Yet another milestone

So much of this blog has ended up being about reaching impossible milestones which is something I could never have predicted and would certainly never dared to imagine when I began writing.
It feels a bit weird to be quoting my own blog but really it is the very best way to show how utterly extraordinary today feels. Way back in January 2015, the night before my eldest nephew turned 18 , I wrote the following –


“He is the oldest of my fine selection of eight nephews and nieces but being the first he was the one who made me an auntie for the first time and to this day he still calls me Aunty Lucy. Like his delightful brothers he is an absolute treasure – everything you could want your boy to be and in that I have two little boys I look to him and his younger brother to see a glimpse of how my two might turn out. What I hate, is that I know that it’s so unlikely that I will get to see my beautiful boys see this particular milestone. So whilst I cannot wait to celebrate with my nephew tomorrow, tonight I am struck down with the bittersweet sadness that seems to rise up at every significant occasion. I cannot bear that I will not see either of my boys turn from boys to adults. I so desperately want to see how they will be. ..”

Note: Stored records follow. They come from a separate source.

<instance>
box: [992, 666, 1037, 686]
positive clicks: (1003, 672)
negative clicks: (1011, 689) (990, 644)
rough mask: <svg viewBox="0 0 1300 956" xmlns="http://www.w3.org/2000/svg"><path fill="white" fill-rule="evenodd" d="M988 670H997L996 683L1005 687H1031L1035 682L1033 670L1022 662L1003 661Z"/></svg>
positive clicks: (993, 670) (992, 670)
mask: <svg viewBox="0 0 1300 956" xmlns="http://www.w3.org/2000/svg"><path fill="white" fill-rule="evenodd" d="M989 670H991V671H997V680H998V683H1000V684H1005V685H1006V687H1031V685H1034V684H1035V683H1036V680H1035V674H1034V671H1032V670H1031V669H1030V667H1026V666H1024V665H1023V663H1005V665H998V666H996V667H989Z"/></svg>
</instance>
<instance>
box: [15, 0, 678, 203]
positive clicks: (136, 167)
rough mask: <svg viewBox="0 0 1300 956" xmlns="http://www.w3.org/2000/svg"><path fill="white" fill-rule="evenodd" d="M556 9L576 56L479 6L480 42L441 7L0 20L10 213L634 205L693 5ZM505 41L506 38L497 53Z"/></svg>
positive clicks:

Well today, my Oscar is 18.


When I reread the post about my nephew’s impending 18th it slightly broke my heart. Since my little boy was 7 I have lived with what I thought was the certainty that I wouldn’t be there to see him grow up. I can vividly remember just desperately wanting to know how he’d look, what he’d be like whilst knowing that not only would I not see it but that my cancer and my dying could only shape his life in a damaging and traumatic way. This is a simply awful thing to experience. I don’t really have the words to describe how relieved, grateful and just incredibly happy I am to still be here.

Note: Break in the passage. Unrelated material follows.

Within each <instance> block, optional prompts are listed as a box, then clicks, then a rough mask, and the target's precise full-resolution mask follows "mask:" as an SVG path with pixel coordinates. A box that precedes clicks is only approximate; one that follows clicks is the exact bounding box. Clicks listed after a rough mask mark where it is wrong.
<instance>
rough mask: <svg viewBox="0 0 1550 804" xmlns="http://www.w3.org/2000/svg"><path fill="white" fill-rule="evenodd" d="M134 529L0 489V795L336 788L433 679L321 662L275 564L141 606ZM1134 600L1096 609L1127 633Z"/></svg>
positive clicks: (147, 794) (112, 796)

Funnily when I think about how he was when he was little compared to the adult he is today it is rather lovely to see how much of him was so evident even way back then.

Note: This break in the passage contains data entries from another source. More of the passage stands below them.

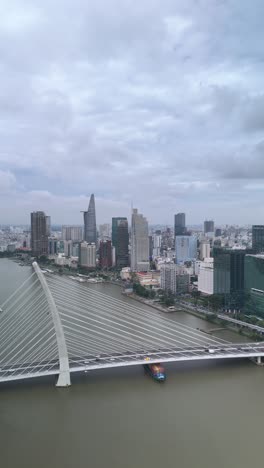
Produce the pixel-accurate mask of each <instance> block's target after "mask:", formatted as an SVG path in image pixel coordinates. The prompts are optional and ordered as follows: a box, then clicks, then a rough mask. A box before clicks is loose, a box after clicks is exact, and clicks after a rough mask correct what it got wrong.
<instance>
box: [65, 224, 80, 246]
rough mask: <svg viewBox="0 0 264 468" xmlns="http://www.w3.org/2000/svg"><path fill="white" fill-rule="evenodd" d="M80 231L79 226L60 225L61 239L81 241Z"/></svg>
mask: <svg viewBox="0 0 264 468" xmlns="http://www.w3.org/2000/svg"><path fill="white" fill-rule="evenodd" d="M82 232H83V229H82V227H81V226H62V240H72V241H75V242H77V241H81V240H82V238H83V237H82Z"/></svg>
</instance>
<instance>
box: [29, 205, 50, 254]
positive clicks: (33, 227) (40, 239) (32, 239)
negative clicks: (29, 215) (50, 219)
mask: <svg viewBox="0 0 264 468" xmlns="http://www.w3.org/2000/svg"><path fill="white" fill-rule="evenodd" d="M47 232H48V231H47V216H46V215H45V213H44V212H43V211H34V212H33V213H31V249H32V254H33V255H34V256H36V257H39V256H41V255H48V235H47Z"/></svg>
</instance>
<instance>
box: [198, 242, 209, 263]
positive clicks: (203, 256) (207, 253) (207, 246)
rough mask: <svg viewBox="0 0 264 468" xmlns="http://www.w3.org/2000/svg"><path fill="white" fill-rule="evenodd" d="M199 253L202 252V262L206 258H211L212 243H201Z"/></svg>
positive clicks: (201, 254) (201, 257) (204, 242)
mask: <svg viewBox="0 0 264 468" xmlns="http://www.w3.org/2000/svg"><path fill="white" fill-rule="evenodd" d="M199 251H200V255H199V258H200V260H204V259H205V258H209V257H210V251H211V247H210V242H208V241H201V242H200V247H199Z"/></svg>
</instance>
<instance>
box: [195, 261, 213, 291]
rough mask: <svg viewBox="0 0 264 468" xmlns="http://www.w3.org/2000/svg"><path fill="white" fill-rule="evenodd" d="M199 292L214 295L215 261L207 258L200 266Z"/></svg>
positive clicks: (198, 277) (199, 268)
mask: <svg viewBox="0 0 264 468" xmlns="http://www.w3.org/2000/svg"><path fill="white" fill-rule="evenodd" d="M198 291H201V292H202V293H204V294H214V259H213V258H205V259H204V261H203V262H200V265H199V274H198Z"/></svg>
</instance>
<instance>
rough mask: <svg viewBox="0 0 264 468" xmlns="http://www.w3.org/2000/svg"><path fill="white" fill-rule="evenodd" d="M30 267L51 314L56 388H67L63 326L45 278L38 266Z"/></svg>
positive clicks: (69, 374)
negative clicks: (55, 369)
mask: <svg viewBox="0 0 264 468" xmlns="http://www.w3.org/2000/svg"><path fill="white" fill-rule="evenodd" d="M32 266H33V268H34V270H35V272H36V274H37V277H38V279H39V281H40V284H41V286H42V289H43V291H44V293H45V296H46V299H47V302H48V305H49V309H50V312H51V317H52V321H53V325H54V329H55V333H56V341H57V346H58V353H59V363H60V368H59V377H58V380H57V383H56V386H57V387H69V386H70V385H71V376H70V365H69V356H68V350H67V345H66V340H65V336H64V331H63V326H62V323H61V319H60V315H59V312H58V309H57V306H56V304H55V301H54V299H53V296H52V294H51V292H50V290H49V287H48V284H47V282H46V278H45V276H44V275H43V273H42V271H41V269H40V267H39V265H38V264H37V262H33V263H32Z"/></svg>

Here are just a few things that stood out.

His total inability to develop sensible sleep patterns has remained pretty much consistent. On our first night at home with Oscar, Andy and I ended calling the hospital suggesting there must be something wrong with him as we thought babies were supposed to sleep for 20 hours a day and ours had managed about two….. You can imagine how they laughed! Things improved a little but he never really believed in sleeping at night and Andy and I both had many a night pacing round for hours and hours in early hours trying to persuade him that it was nighttime. These days you’re more likely to find him asleep during the day and often hear him pacing around in the early hours with his totally dysfunctional body clock! Looking through old photos of him I realised that a ridiculous number of the pictures show him fast asleep – often in the middle of the day and often in odd places – just outside his bedroom, in amongst the content of his dressing up box, half on half off his bed!


Up until Oscar was nearly 2 and a half (and 3 days before I had Max), he came to work with me a couple of days each week. Oscar and I, pushchair in hand, would navigate the joys of busy tubes and grumpy commuters heading from Walthamstow to Notting Hill where he, and often my boss’s Labrador, ‘helped’ me manage the Lucy B. Campbell Gallery. Looking back now it seems like a madness but my boss was wonderfully accommodating, financially it made sense and best of all I was lucky enough spend lots of time with him. These days he’s less likely to shout at people on the tube for taking ‘mummy’s seat’ – the end one where I could park the pushchair next to me and is on the whole a quiet, thoughtful young man but he remains, really lovely company.


He has never been the biggest fan of school but nonetheless has done brilliantly well and thankfully has found that 6th form life suits him far better than previous school years. Even during the years of school that he endured rather than enjoyed he showed an enthusiasm and talent for writing that led to a small ‘book’ of his being added to his primary school library and now his writing has turned into screen writing and all that talent that bubbled away when he was younger is being turned into screen plays and short films and hopefully a career.


I could write endlessly about Oscar – he is kind, creative, funny, clever but really all I want to say is how ridiculously proud I am of him and how grateful I am that I am getting to see who will be…

Now, when will he wake up so I can wish him Happy Birthday!

Yet another milestone

3 thoughts on “Yet another milestone

  1. Debbi C says:

    Oh, he’s going to love you sharing those photos! A beautiful post, as always, Lucy – heartfelt, truthful, poignant & thankfully allowing yourself some celebration too. Enjoy this milestone birthday with your family…. once Oscar wakes up!